L’ONU fustige « l’apathie » du monde en lançant son appel humanitaire 2026

"Nous ne demandons qu'à peine un peu plus de 1 % de ce que le monde dépense en armes et en programmes de défense," a déclaré Tom Fletcher

Tom Fletcher, chef des opérations humanitaires de l'ONU, répond aux questions d'un journaliste lors d'une interview avec l'Associated Press au siège de l'ONU, le 14 mai 2025. (Crédit : AP Photo/Richard Drew)
Tom Fletcher, chef des opérations humanitaires de l'ONU, répond aux questions d'un journaliste lors d'une interview avec l'Associated Press au siège de l'ONU, le 14 mai 2025. (Crédit : AP Photo/Richard Drew)

Les Nations unies ont fustigé lundi « l’apathie » du monde face aux souffrances de millions de personnes à travers la planète, en lançant un appel humanitaire 2026 largement restreint, face à des financements en chute libre.

« C’est une époque de brutalité, d’impunité et d’indifférence », s’est emporté lors d’une conférence de presse à New York le chef des opérations humanitaires de l’ONU, Tom Fletcher, dénonçant la « férocité et l’intensité des tueries », le « mépris total du droit international « et les « niveaux terrifiants de violences sexuelles ».

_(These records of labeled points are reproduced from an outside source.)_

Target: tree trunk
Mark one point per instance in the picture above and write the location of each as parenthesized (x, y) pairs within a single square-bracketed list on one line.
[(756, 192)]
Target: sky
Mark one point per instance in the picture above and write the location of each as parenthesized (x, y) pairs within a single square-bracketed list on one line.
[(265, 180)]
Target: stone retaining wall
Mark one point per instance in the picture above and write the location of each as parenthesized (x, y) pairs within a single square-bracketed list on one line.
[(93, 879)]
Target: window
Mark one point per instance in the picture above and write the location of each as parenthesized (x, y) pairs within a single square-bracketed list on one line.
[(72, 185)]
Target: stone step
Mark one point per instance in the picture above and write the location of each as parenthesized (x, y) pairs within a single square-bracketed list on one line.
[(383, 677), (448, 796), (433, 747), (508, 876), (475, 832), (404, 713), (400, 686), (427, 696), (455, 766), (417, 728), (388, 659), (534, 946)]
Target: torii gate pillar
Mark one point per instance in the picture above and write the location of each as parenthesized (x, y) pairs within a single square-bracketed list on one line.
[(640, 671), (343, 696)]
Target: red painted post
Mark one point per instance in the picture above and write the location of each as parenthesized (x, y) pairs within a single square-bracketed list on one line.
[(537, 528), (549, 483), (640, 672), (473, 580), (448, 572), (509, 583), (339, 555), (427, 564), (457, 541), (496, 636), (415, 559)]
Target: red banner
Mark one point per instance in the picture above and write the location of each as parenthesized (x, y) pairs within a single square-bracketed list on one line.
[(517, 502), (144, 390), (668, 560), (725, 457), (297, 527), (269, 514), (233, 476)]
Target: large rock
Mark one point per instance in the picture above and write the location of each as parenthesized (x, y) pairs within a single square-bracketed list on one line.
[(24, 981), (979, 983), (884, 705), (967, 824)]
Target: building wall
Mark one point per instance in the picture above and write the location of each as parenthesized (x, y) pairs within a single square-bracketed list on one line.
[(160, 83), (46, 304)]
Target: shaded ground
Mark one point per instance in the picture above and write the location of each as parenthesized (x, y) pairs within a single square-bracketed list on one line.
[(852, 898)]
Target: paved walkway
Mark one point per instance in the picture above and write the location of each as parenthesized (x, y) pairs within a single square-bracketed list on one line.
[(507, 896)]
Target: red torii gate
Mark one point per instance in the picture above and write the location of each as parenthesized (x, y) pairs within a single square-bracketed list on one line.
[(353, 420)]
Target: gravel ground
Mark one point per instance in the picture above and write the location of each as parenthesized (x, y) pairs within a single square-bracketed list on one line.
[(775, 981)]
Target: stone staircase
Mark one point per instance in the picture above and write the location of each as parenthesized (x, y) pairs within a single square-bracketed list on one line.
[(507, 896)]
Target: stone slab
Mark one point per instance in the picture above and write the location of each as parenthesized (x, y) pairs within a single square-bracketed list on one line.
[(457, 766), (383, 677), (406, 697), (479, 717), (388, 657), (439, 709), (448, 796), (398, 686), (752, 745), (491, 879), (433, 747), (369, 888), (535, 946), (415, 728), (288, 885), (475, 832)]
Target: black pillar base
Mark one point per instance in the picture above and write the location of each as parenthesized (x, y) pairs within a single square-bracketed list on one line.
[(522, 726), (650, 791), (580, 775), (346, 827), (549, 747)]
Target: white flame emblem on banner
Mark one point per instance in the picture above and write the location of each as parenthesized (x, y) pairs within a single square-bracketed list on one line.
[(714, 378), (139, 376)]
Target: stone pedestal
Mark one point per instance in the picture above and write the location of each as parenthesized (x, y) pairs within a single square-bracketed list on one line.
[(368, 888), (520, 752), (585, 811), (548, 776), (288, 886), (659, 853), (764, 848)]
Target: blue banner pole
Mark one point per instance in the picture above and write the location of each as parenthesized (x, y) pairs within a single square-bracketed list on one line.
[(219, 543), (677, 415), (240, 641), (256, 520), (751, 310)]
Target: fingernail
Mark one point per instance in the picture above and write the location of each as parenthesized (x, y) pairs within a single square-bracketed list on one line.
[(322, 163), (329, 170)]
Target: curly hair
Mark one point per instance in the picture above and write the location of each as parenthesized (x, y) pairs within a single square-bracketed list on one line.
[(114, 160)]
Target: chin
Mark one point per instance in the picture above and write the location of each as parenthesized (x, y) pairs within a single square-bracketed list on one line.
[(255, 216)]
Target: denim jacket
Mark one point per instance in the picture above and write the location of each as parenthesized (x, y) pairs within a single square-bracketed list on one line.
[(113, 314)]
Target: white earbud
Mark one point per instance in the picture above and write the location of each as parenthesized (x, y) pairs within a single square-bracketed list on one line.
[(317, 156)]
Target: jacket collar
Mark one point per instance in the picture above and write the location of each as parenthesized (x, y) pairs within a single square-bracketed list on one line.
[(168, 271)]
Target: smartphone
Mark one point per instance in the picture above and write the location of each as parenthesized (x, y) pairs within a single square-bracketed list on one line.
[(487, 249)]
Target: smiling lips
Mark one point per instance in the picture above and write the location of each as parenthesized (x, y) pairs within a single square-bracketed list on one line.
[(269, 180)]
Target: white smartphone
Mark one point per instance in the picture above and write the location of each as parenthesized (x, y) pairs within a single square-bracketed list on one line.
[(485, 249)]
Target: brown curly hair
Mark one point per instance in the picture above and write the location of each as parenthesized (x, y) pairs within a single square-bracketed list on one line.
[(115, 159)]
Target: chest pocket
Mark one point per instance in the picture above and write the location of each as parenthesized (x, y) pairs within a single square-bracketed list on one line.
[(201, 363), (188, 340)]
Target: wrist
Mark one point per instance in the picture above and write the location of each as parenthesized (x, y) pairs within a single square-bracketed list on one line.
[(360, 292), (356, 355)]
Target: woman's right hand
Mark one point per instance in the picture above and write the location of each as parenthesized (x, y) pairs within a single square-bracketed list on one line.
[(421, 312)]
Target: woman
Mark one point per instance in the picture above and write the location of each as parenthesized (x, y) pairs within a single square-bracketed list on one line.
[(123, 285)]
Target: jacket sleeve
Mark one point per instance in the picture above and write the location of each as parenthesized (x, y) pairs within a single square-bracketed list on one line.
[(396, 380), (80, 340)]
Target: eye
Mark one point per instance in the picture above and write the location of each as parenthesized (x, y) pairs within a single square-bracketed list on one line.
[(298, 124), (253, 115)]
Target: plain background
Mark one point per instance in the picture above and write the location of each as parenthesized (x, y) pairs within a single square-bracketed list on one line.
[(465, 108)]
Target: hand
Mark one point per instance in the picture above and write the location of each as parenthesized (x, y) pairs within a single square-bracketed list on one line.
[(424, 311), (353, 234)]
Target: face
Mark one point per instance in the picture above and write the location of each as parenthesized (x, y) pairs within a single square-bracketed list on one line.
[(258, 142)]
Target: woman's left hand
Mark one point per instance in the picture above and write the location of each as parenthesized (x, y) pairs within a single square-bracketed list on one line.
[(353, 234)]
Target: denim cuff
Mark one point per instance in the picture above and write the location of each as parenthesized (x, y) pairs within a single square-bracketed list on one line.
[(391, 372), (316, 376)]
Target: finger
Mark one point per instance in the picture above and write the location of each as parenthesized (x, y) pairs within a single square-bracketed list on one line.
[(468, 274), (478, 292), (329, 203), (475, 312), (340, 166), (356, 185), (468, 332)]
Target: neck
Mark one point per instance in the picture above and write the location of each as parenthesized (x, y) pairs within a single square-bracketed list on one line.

« Une époque où notre sens de la survie a été engourdi par les distractions et corrodé par l’apathie, où nous mettons plus d’énergie et d’argent pour trouver de nouveaux moyens de nous entretuer, tout en démantelant les moyens durement gagnés de nous protéger de nos pires instincts, où les politiciens se vantent de couper les aides », a-t-il accusé, en présentant le plan humanitaire 2026.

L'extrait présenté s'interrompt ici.